Reconstitution of CSL362-treated peripheral blood mononuclear cells with plasmacytoid dendritic cells or plasmacytoid dendritic cell-conditioned media, but not basophils, restores TLR9-induced plasmablast expansion. (A) Representative flow cytometric analysis from a healthy donor of viable plasmablasts (Sytox Blue–, CD19+, CD27++, CD20–, CD38++) following reconstitution of plasmacytoid dendritic cells (pDCs) or basophils into CSL362 or isotype control (IC) pretreated and TLR9-stimulated (CpG-stimulated) peripheral blood mononuclear cell (PBMC) cultures. (B) Viable plasmablasts, expressed as a percentage compared with isotype control, as determined by flow cytometry, following reconstitution of pDCs or basophils into CSL362-pretreated and TLR9-stimulated PBMC cultures (n = 4 healthy donors). (C) Representative flow cytometric analysis from a healthy donor of viable plasmablasts in PBMCs stimulated with TLR9 agonist (CpG), following CSL362 or isotype control pretreatment. Cultures were supplemented with conditioned media from isolated pDCs cultured with TLR9 agonist (CpG CM) or media alone (neg CM). (D) Viable plasmablasts, determined by flow cytometry, after reconstitution of CSL362 or isotype control-pretreated healthy PBMCs (n = 4) with increasing concentrations of pDC-conditioned media (CpG CM or neg CM) and stimulation with TLR9 agonist.

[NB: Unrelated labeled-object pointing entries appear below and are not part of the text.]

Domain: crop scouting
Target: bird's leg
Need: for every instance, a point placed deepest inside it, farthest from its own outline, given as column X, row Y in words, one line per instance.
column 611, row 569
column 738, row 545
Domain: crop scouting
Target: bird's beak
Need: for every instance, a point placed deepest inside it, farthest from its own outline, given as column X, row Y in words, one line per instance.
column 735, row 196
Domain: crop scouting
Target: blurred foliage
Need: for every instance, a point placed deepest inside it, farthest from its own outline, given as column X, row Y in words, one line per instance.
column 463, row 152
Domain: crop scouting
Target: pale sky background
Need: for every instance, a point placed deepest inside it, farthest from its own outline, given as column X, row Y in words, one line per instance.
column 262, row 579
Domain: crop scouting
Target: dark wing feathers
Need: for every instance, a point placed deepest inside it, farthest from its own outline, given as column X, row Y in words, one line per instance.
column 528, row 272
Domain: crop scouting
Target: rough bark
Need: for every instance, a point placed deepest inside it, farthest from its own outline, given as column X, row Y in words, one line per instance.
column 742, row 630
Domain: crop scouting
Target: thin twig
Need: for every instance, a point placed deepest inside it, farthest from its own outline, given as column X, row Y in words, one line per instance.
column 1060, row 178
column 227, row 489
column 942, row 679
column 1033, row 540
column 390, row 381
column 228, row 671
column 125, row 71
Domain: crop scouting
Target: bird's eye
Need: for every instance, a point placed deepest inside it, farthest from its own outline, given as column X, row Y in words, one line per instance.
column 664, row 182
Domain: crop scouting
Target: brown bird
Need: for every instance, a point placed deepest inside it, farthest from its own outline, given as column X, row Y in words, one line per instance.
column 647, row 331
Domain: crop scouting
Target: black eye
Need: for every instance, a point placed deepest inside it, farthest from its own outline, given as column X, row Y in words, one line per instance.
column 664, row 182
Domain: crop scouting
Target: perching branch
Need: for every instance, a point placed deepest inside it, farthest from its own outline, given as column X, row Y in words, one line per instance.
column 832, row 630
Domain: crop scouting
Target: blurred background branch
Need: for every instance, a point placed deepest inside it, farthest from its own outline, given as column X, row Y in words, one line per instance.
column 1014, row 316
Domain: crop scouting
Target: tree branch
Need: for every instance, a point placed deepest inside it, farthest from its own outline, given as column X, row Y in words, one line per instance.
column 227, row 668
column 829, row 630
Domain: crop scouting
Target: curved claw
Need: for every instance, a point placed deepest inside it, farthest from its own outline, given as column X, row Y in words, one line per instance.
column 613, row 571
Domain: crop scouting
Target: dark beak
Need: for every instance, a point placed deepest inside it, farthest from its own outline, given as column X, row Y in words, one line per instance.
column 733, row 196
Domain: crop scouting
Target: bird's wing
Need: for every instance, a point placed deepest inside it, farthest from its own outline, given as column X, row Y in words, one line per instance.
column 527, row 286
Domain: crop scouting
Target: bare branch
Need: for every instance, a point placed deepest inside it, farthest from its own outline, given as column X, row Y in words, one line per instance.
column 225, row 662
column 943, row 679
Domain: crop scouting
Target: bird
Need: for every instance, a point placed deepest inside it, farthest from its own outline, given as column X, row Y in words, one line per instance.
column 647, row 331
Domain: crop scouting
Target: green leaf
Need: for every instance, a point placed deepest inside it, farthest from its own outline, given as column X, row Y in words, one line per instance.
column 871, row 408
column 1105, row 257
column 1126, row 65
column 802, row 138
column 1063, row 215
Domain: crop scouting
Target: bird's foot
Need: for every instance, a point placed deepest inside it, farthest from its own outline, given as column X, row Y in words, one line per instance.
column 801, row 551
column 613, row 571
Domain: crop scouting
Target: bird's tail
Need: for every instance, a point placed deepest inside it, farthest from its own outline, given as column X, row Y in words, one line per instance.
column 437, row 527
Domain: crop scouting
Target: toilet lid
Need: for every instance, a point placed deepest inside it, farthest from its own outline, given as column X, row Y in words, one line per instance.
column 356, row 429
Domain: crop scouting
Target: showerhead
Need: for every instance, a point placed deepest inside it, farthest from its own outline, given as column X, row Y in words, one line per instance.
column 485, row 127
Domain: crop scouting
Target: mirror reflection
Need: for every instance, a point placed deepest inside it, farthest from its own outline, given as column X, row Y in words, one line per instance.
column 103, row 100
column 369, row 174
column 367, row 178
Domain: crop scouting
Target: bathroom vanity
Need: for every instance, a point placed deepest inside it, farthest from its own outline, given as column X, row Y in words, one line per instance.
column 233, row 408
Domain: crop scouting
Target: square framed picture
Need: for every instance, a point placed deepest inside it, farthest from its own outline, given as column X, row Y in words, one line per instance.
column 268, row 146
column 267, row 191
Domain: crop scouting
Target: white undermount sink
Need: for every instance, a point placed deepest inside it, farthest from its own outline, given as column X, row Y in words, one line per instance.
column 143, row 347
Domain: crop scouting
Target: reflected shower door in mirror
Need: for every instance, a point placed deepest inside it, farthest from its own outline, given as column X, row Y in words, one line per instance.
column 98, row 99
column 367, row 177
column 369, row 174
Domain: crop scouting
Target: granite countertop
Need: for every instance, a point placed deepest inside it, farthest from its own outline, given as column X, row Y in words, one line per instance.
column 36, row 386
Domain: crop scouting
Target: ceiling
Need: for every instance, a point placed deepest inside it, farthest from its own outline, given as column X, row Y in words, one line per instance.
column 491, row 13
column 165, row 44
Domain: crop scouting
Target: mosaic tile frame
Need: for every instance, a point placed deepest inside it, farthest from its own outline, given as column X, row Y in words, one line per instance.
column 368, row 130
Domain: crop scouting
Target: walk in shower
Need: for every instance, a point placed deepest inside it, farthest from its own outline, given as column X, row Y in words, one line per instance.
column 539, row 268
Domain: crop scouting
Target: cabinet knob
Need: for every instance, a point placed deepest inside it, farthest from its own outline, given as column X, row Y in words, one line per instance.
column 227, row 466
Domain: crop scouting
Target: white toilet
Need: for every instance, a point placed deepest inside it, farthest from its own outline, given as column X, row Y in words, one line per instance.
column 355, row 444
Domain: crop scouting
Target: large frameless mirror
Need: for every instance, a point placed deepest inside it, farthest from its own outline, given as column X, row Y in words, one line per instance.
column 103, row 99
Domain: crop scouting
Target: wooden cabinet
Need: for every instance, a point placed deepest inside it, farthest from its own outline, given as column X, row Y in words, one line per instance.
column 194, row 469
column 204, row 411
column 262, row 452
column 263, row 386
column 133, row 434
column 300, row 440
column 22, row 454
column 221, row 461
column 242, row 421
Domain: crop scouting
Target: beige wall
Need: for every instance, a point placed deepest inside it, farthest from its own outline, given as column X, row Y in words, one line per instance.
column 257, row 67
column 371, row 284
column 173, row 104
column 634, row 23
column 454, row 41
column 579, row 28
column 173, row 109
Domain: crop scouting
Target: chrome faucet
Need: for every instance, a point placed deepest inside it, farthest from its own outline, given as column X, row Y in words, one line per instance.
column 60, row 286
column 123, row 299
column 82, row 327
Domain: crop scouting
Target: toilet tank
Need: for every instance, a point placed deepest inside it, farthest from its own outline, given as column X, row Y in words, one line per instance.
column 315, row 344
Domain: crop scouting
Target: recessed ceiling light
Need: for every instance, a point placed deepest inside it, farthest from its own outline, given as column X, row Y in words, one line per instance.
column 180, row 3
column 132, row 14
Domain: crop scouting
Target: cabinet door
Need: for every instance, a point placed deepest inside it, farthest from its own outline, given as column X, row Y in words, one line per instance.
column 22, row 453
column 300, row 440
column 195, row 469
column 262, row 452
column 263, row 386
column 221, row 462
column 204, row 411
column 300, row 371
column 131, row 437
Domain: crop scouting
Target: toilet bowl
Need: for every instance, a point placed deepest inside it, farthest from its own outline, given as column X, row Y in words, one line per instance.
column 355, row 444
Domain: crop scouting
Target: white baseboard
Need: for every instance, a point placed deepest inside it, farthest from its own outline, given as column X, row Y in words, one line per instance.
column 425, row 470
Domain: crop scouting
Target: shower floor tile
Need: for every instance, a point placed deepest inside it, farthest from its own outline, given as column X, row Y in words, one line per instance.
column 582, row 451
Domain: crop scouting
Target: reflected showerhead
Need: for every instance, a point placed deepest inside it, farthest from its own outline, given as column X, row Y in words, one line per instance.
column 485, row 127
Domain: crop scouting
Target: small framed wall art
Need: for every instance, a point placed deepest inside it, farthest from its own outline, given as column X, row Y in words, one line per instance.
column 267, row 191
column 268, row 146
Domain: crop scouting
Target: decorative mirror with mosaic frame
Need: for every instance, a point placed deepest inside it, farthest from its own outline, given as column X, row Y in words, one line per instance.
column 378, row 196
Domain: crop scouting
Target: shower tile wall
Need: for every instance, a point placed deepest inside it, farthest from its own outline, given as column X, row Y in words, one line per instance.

Data are expressed as a percentage compared with media alone. (E) Viable plasmablasts, determined by flow cytometry, in TLR9-stimulated PBMCs (CpG), following CSL362 pretreatment. Cultures were supplemented with CpG CM in the absence of neutralizing antibodies (no mAb) or presence of anti-IFN, anti-IL-6, or anti-TNF antibodies (n = 3 healthy donors). (F) Viable plasmablasts, pDCs, and basophils, determined by flow cytometry, from healthy donors (n = 4), expressed as a percentage compared with media alone, following pretreatment with CSL362, isotype control, or 2 anti-IFN-α mAbs (A and B) and stimulation with TLR9 agonist (CpG), TLR7 agonist (imiquimod), or CD40L. Data are expressed as mean ± SEM, *P < 0.05 (Mann-Whitney test).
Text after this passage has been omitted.